On 11 November 2010, an Antonov An-24 passenger aircraft of Tarco Air on a domestic service from Khartoum to Zalingei, Sudan, crashed on landing at Zalingei Airport, bursting into flames on the runway. Two passengers died.

==Accident==
The airplane had departed Khartoum International Airport at 13:27 on 11 November and, after a stopover at Nyala, arrived at Zalingei at 16:18, finding good weather conditions. The Antonov landed heavily on Zalingei's dirt runway 03, bounced and made another heavy contact with the ground, causing the landing gear and engines to shear off.

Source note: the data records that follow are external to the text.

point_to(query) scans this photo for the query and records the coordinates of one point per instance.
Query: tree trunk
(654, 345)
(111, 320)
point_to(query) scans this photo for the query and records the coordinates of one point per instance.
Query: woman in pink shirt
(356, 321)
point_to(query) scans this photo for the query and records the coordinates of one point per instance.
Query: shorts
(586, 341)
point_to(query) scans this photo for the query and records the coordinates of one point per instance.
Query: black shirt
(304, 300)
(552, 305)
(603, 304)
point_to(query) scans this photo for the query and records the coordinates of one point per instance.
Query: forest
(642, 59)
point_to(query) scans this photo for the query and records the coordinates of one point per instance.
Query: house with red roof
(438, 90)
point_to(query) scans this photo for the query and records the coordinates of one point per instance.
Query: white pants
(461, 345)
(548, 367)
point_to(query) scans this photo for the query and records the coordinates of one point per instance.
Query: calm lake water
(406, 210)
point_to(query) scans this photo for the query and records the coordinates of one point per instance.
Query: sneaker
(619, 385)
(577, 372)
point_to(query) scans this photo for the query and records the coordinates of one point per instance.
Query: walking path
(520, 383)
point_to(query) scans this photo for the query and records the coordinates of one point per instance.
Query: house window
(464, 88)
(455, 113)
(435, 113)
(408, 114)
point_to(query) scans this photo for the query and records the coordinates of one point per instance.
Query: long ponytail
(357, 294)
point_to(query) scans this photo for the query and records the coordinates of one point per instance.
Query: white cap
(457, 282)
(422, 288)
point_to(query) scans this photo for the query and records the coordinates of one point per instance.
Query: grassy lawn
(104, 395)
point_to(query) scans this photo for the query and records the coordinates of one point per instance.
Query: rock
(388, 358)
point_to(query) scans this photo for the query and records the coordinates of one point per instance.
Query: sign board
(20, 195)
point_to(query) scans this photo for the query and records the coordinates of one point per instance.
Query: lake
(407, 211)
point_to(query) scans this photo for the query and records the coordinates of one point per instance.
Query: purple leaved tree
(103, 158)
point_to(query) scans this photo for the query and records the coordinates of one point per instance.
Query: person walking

Fuel from the ruptured wings ignited, and the resulting fire consumed most of the wreckage.

==Aircraft==
The aircraft involved was a twin-turboprop Antonov An-24 with Sudanese registration ST-ARQ. It was built in 1970.

==Investigation==
Sudan's Air Accident Investigation Central Directorate (SAAICD) conducted an investigation into the crash. It found that the flight data recorder did not contain any data, and that the cockpit voice recorder contained only four minutes of recording, of which none where from the accident flight.

The SAAICD attributed the accident to the flight crew's poor performance and co-ordination in executing the landing. Four safety recommendations were made.